Masonlar.org - Harici Forumu

 

Gönderen Konu: KIZILDERİLİLERİN DRAMI - 3  (Okunma sayısı 3517 defa)

0 Üye ve 1 Ziyaretçi konuyu incelemekte.

Mart 23, 2010, 11:12:24 öö
  • Seçkin Üye
  • Uzman Uye
  • *****
  • İleti: 7217
  • Cinsiyet: Bay



Kızılderililerin dramı Beyaz Adam’ın Amerika kıtasına ayak basışıyla başlar.

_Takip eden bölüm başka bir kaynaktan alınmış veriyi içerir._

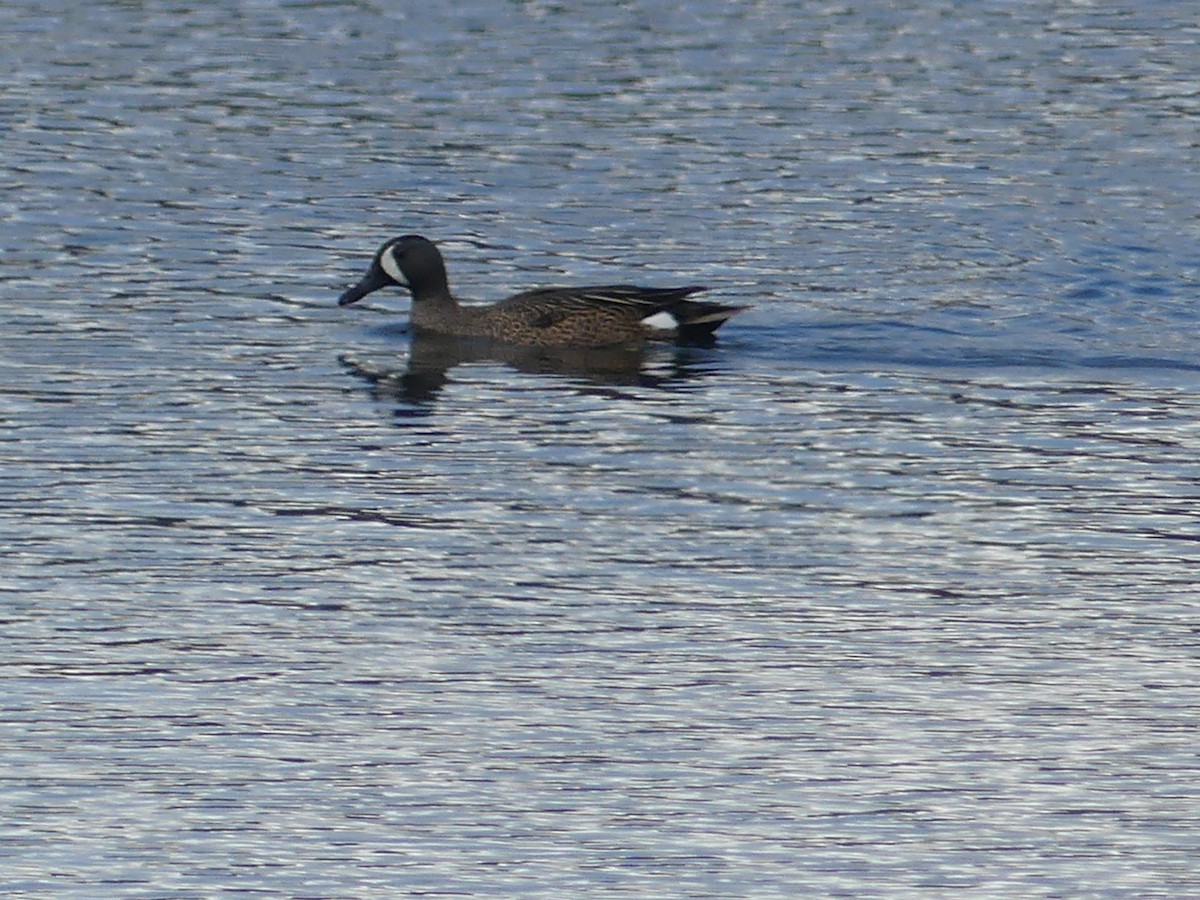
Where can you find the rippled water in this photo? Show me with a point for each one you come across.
(889, 593)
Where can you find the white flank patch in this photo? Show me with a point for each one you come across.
(661, 321)
(388, 262)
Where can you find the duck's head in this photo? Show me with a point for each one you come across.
(409, 262)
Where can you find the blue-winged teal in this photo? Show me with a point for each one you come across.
(546, 317)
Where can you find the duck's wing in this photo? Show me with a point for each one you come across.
(557, 304)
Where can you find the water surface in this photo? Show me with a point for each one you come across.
(889, 593)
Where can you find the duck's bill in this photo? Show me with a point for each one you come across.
(373, 280)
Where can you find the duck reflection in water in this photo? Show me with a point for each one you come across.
(432, 357)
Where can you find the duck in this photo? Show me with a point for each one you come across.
(600, 316)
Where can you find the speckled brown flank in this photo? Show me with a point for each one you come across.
(547, 317)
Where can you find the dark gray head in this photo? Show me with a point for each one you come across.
(409, 262)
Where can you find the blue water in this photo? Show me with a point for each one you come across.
(892, 593)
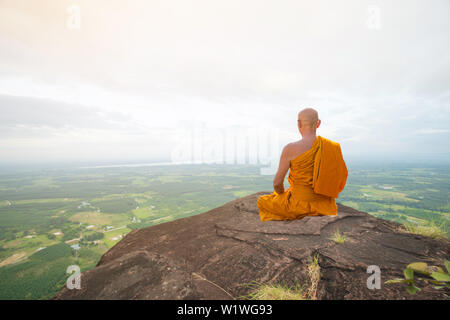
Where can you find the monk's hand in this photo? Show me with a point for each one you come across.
(279, 189)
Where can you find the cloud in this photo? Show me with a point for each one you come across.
(147, 72)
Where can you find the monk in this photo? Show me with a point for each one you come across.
(317, 174)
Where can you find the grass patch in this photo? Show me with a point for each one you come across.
(338, 237)
(261, 291)
(429, 230)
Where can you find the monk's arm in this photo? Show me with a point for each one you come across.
(278, 182)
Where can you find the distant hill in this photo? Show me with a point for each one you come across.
(215, 255)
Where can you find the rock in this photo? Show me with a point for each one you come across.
(215, 255)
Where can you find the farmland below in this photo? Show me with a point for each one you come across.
(51, 219)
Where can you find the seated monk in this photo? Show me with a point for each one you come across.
(317, 175)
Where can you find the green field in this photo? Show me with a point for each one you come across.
(43, 213)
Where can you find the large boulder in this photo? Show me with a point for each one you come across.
(217, 254)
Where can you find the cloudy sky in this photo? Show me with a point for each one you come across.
(117, 81)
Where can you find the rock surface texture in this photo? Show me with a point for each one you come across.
(215, 255)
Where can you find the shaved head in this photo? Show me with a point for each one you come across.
(308, 118)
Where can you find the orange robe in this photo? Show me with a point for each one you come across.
(315, 177)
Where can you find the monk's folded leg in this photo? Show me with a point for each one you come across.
(273, 207)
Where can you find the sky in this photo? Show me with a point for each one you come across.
(207, 80)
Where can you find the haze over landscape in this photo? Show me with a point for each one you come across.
(108, 83)
(117, 116)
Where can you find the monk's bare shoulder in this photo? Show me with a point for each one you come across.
(294, 149)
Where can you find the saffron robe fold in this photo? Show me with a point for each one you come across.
(316, 177)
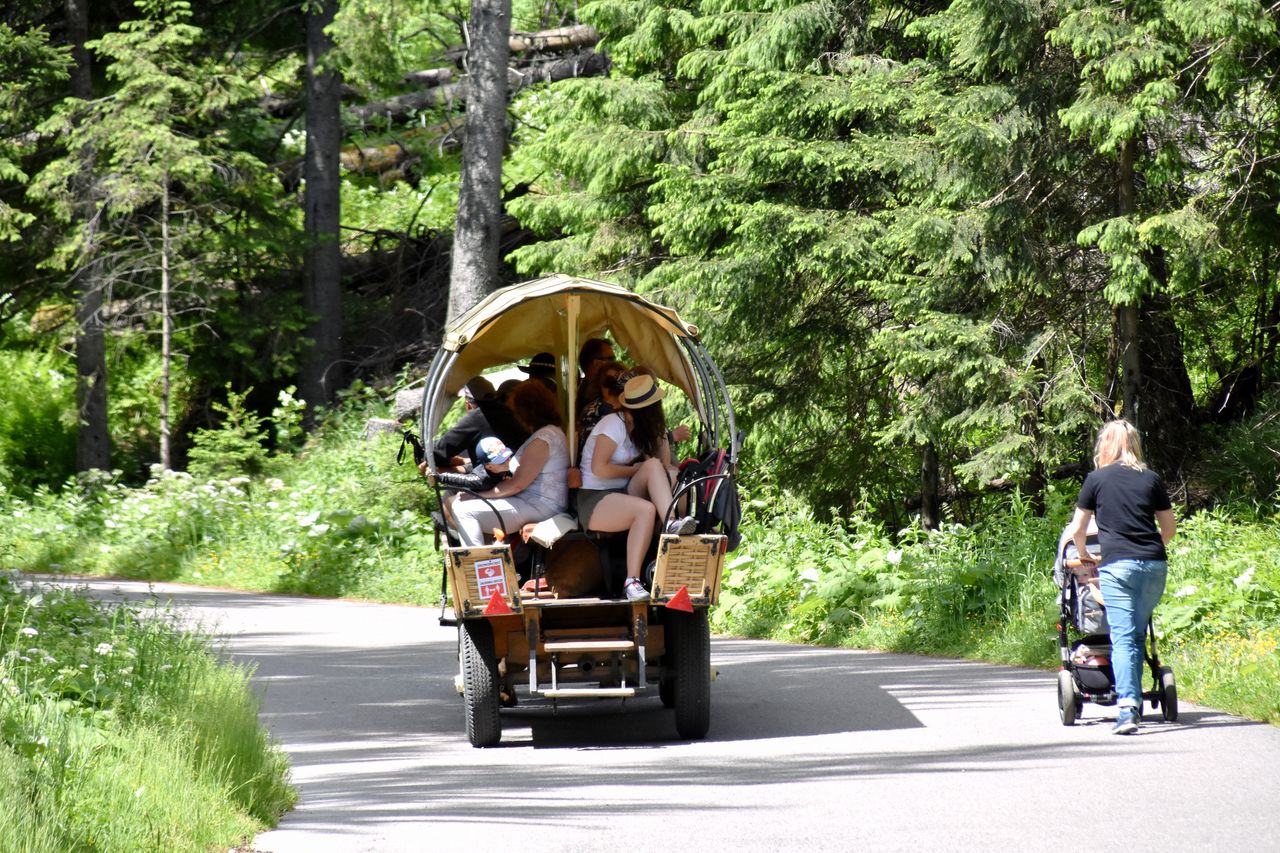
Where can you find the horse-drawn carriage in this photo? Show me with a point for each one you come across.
(522, 632)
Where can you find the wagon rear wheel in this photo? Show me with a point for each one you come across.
(480, 690)
(1068, 698)
(690, 643)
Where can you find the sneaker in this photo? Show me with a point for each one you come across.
(682, 527)
(1127, 723)
(635, 591)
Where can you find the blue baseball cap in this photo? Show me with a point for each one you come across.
(490, 450)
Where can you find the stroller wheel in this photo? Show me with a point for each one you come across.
(1068, 698)
(1169, 690)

Bunun için verilen tarih Kristof Kolomb’un Batı Hint Adaları’na vardığı 1492 olarak verilirse de, aslında Beyaz Adam’ın kıtaya geçişi birkaç yıl sonradır.

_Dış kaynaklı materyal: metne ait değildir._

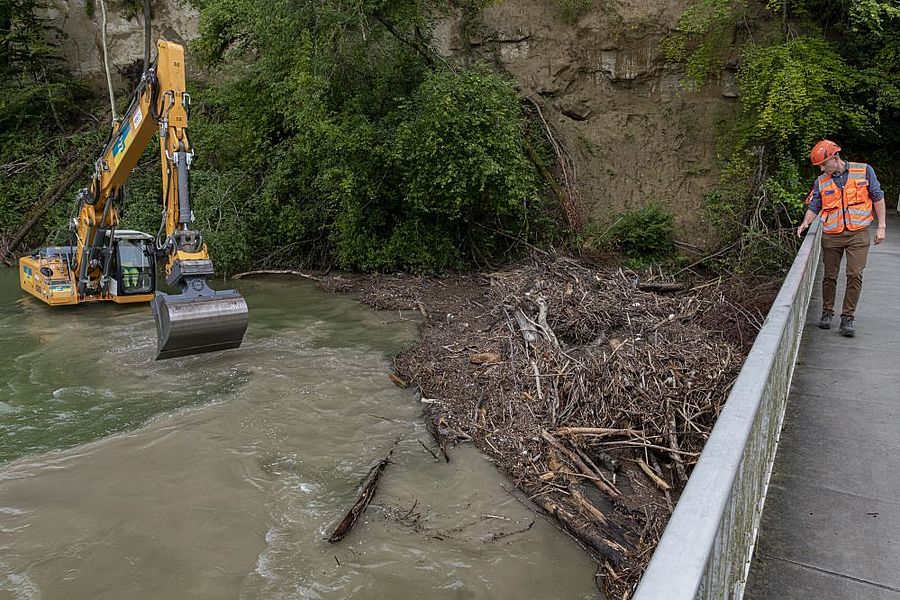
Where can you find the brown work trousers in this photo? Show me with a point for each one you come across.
(856, 246)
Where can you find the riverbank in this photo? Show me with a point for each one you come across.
(592, 390)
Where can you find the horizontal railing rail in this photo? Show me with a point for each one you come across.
(706, 548)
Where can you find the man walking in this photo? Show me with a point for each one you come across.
(848, 196)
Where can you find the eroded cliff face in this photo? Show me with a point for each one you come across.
(172, 20)
(635, 133)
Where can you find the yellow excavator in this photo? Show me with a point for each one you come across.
(108, 264)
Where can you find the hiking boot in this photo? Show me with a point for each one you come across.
(847, 327)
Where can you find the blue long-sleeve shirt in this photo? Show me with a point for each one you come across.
(840, 179)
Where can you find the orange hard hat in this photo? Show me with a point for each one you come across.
(823, 151)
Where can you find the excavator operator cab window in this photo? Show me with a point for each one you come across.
(137, 268)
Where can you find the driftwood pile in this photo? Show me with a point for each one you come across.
(594, 396)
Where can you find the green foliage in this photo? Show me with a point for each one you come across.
(364, 149)
(38, 101)
(702, 39)
(794, 93)
(571, 10)
(646, 234)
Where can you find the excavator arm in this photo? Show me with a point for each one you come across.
(199, 319)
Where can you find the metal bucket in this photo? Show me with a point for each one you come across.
(191, 324)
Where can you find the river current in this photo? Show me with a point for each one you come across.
(218, 476)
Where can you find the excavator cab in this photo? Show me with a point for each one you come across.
(135, 264)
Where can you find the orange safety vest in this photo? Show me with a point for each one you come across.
(850, 208)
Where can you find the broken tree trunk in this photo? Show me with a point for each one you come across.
(363, 497)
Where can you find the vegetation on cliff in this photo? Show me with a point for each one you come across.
(806, 69)
(333, 133)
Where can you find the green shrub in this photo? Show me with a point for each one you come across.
(646, 234)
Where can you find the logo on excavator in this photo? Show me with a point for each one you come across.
(119, 146)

Ancak şunu da göz ardı etmeyelim: Her ne kadar Batılıların Amerika’yı keşfindeki ilk kişi Kristof Koloımb olarak kabul görmüşse de, sonraki bulgular oraya çok daha önceki tarihlerde gidiymiş olduğunu gösteriyor. Bununla birlikte “Kızılderililerin Dramı” konusu bakımından, 16. yüzyıl öncesinde henüz herhangi bir olay yok. Çünkü bu dramı bir “ırkçılık” sorunu olarak düşünenler çok yanılır. Konu baştan sona ekonomiktir. Bu nedenle 16. yüzyılda başlasa da, 17. yüzyılda artar, 18. yüzyılda bu artış hızlanır ve Sayın Oniean’in özet kronolojisini verdiği üzere 19. yüzyılda doruk yapar.

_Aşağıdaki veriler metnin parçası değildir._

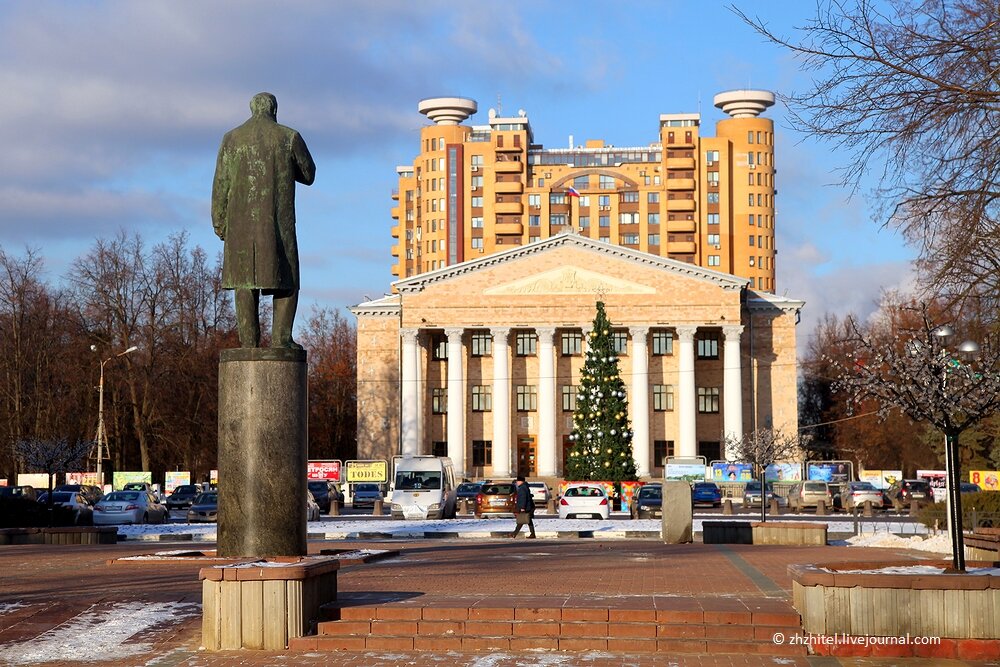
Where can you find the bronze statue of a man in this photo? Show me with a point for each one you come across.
(253, 211)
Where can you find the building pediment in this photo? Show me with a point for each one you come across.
(572, 240)
(569, 280)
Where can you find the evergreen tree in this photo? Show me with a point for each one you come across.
(602, 435)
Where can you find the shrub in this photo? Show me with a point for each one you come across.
(984, 502)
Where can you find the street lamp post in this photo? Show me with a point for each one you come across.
(952, 462)
(101, 435)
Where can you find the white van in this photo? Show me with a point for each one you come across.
(423, 487)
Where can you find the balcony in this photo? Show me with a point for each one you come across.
(509, 187)
(508, 207)
(680, 204)
(508, 228)
(680, 163)
(508, 167)
(679, 226)
(680, 184)
(681, 247)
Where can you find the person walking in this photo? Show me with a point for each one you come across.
(524, 508)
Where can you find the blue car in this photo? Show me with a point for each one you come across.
(706, 493)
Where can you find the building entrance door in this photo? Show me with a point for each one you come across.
(526, 456)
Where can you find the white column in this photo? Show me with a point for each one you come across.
(456, 401)
(408, 400)
(546, 445)
(732, 388)
(501, 402)
(640, 400)
(687, 440)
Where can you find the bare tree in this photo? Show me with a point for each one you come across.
(929, 382)
(763, 448)
(52, 457)
(908, 91)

Kristof Kolomb, karşılaştığı bu dünynın bu insanlarını Hintli sandığı için onlara “Indios” adını vermişti. Meksika’da büyük bir uygarlık kurmuş olan ve o yıllarda Büyük Deniz’in öte yakasından tanrılarının dönmesini bekleyen Aztekler, kehanetlerdeki tanrıları sandıkları İspanyol sömürgeci Cortés ve adamları tarafından üç yıl içinde (1519-1522) yok edildi. Daha sonra Pizarro, Hernando de Soto ve diğer sömürgeci İspanyollar, Peru ve Rio Grande bölgesini keşfedip buraları İspanyol topraklarına kattı. Bunu yaparken başlıca kaygıları zengin altın madenlerini ele geçirmekti. Daha kuzeydeki topraklarda da altın olup olmadığını araştırmak için kuzeye doğru giden İspanyollar da oldu. 1528 yılında Panfilo Narvaez, California körfezine kadar uzanmış, Francisco Vasquez Coronado, Büyük Kanyon’a ulaşmıştı. Hernando de Soto daha da ileri gitmiş, Mississipi Nehri’ni keşfetmişti. Ancak altın bulmak bir yana dursun, “vahşi” yerlilerden ve bizon sürülerinden başka bir şeye rastlayamamışlardı.

Beyaz Adam’ın kuzeyli yerlilerle ilk temasını işte bunlar sağlamış ama asıl büyük karşılaşma 1497 yılında İngiliz bayrağı altında Labrador sahillerine ayak basan baba-oğul Giovanni ve Sebastian Cabot sayesinde olmuştu. İngilizlere misilleme yapmak üzere de Giovanni da Vezzarano Fransız bayrağını 1524 yılında Kuzey Amerika’ya Fransız bayrağını getirmişti.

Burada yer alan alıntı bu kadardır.